In the mid-1980s, Congress passed legislation creating the 831 (b) “small” insurance company tax election, making comprehensive risk management, or enterprise risk management (ERM), affordable for small and mid-size companies. A small insurance company is defined as an insurance company that, among other things, collects less than $1.2 million per year in premiums. In most captive insurance company arrangements, premiums are paid by the parent company to the captive insurance company. In return, the captive provides insurance policies to the parent company. As part of a more mature approach to risk management, ERM “blends” third party, commercial insurance coverage with coverage from the CIC to address core, operational and strategic risks. This holistic approach to insurance is more robust and designed to enhance long term survivability.
The 831(b) tax election allows small captive insurance companies to be taxed at a zero percent (0%) tax rate on underwriting profit. Underwriting profit is simply defined as premiums collected less claims paid. Hence, a small business with sufficient risk could pay up to $1.2 million in premiums to its captive insurance company and the captive would pay no taxes. The captive can be owned by the business, the business owner, business owners, heirs or other related parties. Depending on claims, a captive can save up to $600,000 per year in combined federal, state and local income taxes.
Rather than simply emptying the coffers to pay taxes, it is possible for small and mid-size business owners to implement ERM and own their own Captive Insurance Company (CIC). ERM is a more mature, long term approach to risk management and business survival. A CIC forms the chassis of a small business ERM strategy, enabling the business owner to set aside future loss reserves, and obtain valuable insurance protection, with money that would have otherwise been paid as taxes.
It’s worth noting that “small” captive insurance company legislation was a bi-partisan effort passed by a Democratic controlled Congress and signed into law by Republican President, Ronald Reagan. This issue united both sides of the political aisle in America because small captive insurance companies are good for small businesses, make small business ERM possible, and help ensure long term business sustainability.
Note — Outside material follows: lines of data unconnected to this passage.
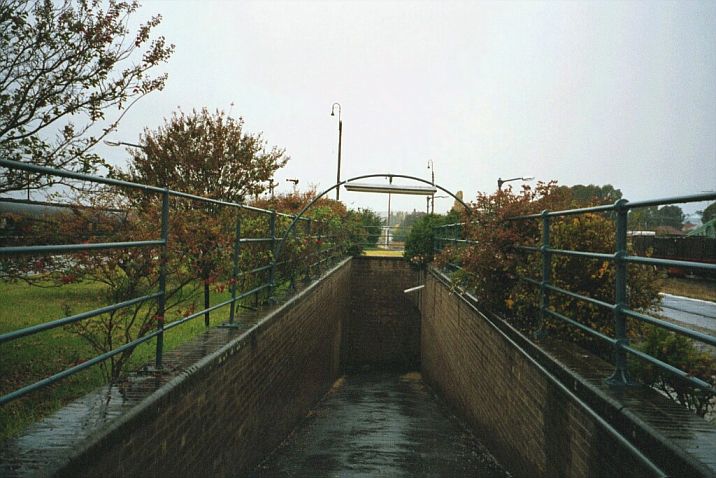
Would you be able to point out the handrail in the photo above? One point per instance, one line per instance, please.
(620, 258)
(264, 284)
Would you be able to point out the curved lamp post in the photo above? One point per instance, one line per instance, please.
(340, 134)
(501, 181)
(431, 167)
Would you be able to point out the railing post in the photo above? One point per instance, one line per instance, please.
(235, 270)
(546, 275)
(620, 377)
(272, 269)
(309, 267)
(320, 246)
(162, 278)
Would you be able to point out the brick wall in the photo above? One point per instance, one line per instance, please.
(527, 421)
(383, 330)
(232, 408)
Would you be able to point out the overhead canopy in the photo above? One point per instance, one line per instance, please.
(391, 188)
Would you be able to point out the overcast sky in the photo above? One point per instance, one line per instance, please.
(605, 92)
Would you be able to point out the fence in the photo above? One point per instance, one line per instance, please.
(313, 247)
(620, 258)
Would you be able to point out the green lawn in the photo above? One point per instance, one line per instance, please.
(33, 358)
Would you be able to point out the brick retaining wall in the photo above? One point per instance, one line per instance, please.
(232, 408)
(526, 421)
(384, 326)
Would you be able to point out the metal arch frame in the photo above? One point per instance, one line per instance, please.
(341, 183)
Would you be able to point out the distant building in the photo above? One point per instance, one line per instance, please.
(707, 230)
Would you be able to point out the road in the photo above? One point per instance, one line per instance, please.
(690, 311)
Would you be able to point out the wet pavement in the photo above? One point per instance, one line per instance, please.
(380, 424)
(700, 313)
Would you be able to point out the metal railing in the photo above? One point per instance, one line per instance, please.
(275, 273)
(620, 258)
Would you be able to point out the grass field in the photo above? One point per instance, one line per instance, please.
(32, 358)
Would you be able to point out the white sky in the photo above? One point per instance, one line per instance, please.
(621, 93)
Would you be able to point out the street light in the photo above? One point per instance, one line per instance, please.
(427, 207)
(295, 183)
(122, 143)
(501, 181)
(431, 167)
(340, 134)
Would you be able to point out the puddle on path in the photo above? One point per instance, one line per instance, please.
(380, 424)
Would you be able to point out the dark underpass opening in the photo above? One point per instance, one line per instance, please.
(380, 423)
(353, 377)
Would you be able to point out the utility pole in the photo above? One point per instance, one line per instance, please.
(340, 136)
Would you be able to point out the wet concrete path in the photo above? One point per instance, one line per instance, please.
(380, 424)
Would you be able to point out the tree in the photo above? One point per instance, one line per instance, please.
(708, 213)
(591, 195)
(492, 267)
(206, 154)
(649, 218)
(64, 66)
(420, 243)
(209, 155)
(403, 230)
(372, 223)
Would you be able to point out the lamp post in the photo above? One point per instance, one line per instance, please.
(431, 167)
(340, 134)
(387, 231)
(432, 198)
(501, 181)
(122, 143)
(295, 183)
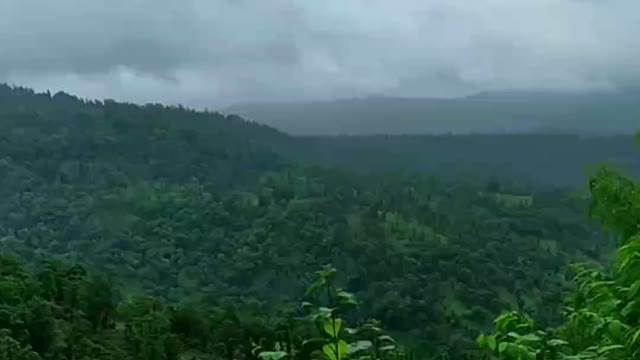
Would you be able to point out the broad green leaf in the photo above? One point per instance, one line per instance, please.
(609, 348)
(359, 346)
(332, 327)
(491, 342)
(335, 351)
(386, 338)
(557, 342)
(346, 298)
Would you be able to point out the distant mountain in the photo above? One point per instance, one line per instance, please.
(492, 112)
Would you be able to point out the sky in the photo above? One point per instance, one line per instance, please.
(212, 53)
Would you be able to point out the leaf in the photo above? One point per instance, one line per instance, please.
(332, 327)
(333, 352)
(557, 342)
(491, 342)
(306, 304)
(609, 348)
(628, 309)
(360, 345)
(351, 331)
(529, 338)
(386, 338)
(316, 285)
(272, 355)
(346, 298)
(387, 348)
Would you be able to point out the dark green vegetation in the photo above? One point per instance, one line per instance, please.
(603, 312)
(489, 113)
(202, 234)
(541, 161)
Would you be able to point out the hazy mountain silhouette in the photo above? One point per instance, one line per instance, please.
(490, 112)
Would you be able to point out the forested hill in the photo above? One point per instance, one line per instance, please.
(153, 232)
(60, 138)
(488, 113)
(230, 151)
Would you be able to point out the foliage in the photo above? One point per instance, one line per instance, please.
(212, 233)
(602, 313)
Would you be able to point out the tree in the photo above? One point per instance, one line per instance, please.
(603, 312)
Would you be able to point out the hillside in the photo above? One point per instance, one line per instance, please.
(494, 113)
(226, 216)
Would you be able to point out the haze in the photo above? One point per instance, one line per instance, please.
(217, 53)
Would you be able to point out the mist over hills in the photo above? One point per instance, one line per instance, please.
(489, 112)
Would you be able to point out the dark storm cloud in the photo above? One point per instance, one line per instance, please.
(218, 51)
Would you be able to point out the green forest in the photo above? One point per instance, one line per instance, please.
(155, 232)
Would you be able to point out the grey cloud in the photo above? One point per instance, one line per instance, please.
(209, 52)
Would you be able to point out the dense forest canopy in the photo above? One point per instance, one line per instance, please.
(494, 112)
(154, 232)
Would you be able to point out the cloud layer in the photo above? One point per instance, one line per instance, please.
(214, 52)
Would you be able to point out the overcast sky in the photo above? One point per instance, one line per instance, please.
(216, 52)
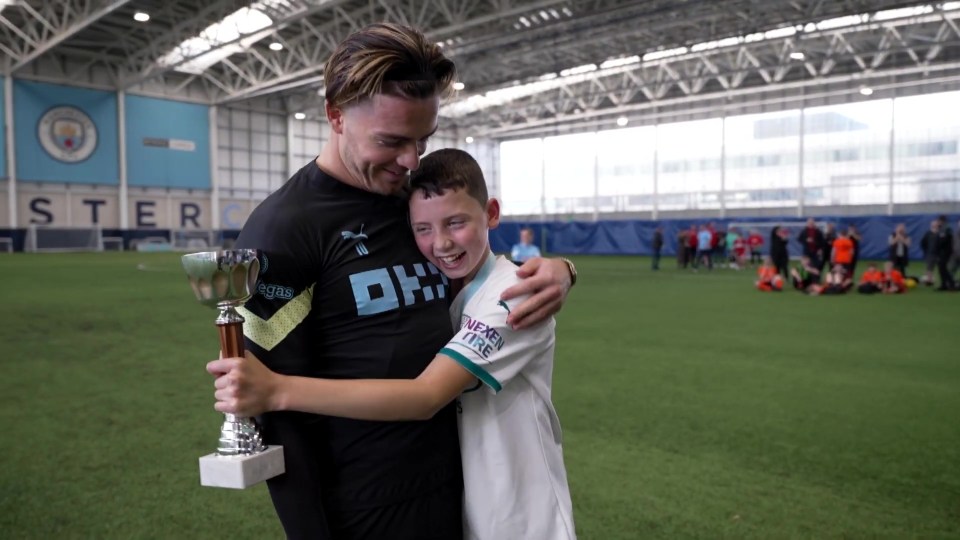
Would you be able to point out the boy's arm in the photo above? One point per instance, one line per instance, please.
(246, 387)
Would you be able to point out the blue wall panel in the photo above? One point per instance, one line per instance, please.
(3, 130)
(634, 237)
(168, 143)
(46, 112)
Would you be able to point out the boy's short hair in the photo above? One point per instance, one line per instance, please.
(449, 169)
(386, 58)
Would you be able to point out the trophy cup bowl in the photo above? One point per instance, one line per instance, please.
(225, 280)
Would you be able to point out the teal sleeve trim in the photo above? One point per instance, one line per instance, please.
(476, 370)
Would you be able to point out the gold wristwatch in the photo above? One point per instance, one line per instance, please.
(572, 269)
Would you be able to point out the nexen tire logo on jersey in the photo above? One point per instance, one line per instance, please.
(274, 291)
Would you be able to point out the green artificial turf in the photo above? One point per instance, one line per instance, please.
(692, 406)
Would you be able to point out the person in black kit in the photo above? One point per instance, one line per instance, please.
(829, 235)
(944, 251)
(899, 253)
(345, 293)
(855, 237)
(779, 237)
(657, 246)
(811, 240)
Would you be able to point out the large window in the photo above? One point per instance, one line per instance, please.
(879, 152)
(926, 157)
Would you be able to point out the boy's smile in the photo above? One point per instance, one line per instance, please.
(451, 230)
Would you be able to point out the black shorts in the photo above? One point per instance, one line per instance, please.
(437, 516)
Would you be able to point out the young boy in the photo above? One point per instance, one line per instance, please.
(767, 277)
(893, 281)
(805, 277)
(871, 282)
(515, 483)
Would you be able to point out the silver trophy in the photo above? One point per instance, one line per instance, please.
(225, 280)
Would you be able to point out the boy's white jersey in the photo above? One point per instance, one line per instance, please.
(515, 484)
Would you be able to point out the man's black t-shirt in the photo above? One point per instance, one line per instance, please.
(344, 293)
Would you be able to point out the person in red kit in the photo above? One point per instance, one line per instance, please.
(871, 282)
(768, 279)
(893, 281)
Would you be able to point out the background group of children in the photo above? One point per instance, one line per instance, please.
(807, 278)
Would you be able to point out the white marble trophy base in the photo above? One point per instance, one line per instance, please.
(241, 472)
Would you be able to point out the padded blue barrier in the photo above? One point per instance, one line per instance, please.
(634, 237)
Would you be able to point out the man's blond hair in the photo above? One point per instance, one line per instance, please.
(386, 58)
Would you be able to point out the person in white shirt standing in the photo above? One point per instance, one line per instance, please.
(525, 250)
(515, 482)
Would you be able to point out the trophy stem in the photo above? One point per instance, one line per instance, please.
(239, 436)
(230, 324)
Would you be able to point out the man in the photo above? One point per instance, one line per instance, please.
(899, 252)
(704, 247)
(843, 252)
(944, 251)
(779, 254)
(345, 293)
(930, 246)
(657, 245)
(955, 258)
(829, 236)
(811, 239)
(525, 250)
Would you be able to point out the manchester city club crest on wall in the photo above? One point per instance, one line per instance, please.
(67, 134)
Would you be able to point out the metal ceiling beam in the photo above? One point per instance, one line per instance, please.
(67, 29)
(731, 67)
(449, 16)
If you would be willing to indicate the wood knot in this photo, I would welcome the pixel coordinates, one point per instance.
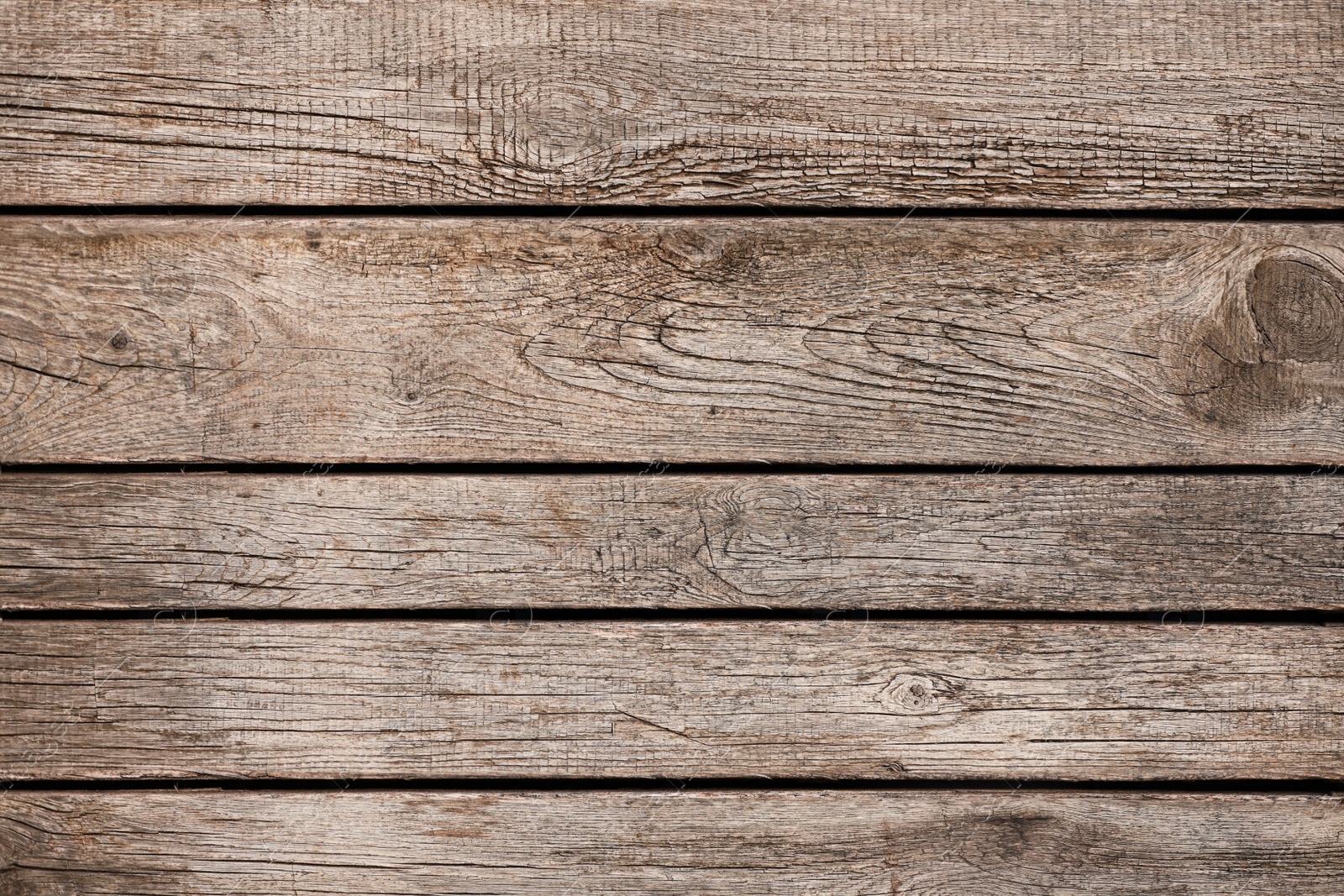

As such, they are good for America.
The illustration below shows why captive ownership is so often good for businesses and good for business owners. It compares the status quo on the left with ERM implementation and captive ownership on the right. This illustration covers a 10 year period and assumes a 4% rate of investment return for both scenarios. Both businesses have third party insurance coverage in place to insure core risks. But, the business on the right which implemented ERM with a captive insurance company, has more insurance coverage and more money. In fact, over a ten year period, the business on the right has almost 80% more wealth than the business on the left. Which of these businesses is better prepared to survive the uncertainties of the business world?
Clearly, the business that implemented ERM with a Captive Insurance Company is better prepared for the future. Remember, small insurance company legislation united both sides of the political aisle in America because small captive insurance companies are good for small businesses, good for long term business sustainability, good for employment, and good for America. Don’t just pay more taxes if your business would benefit from owning its own insurance company!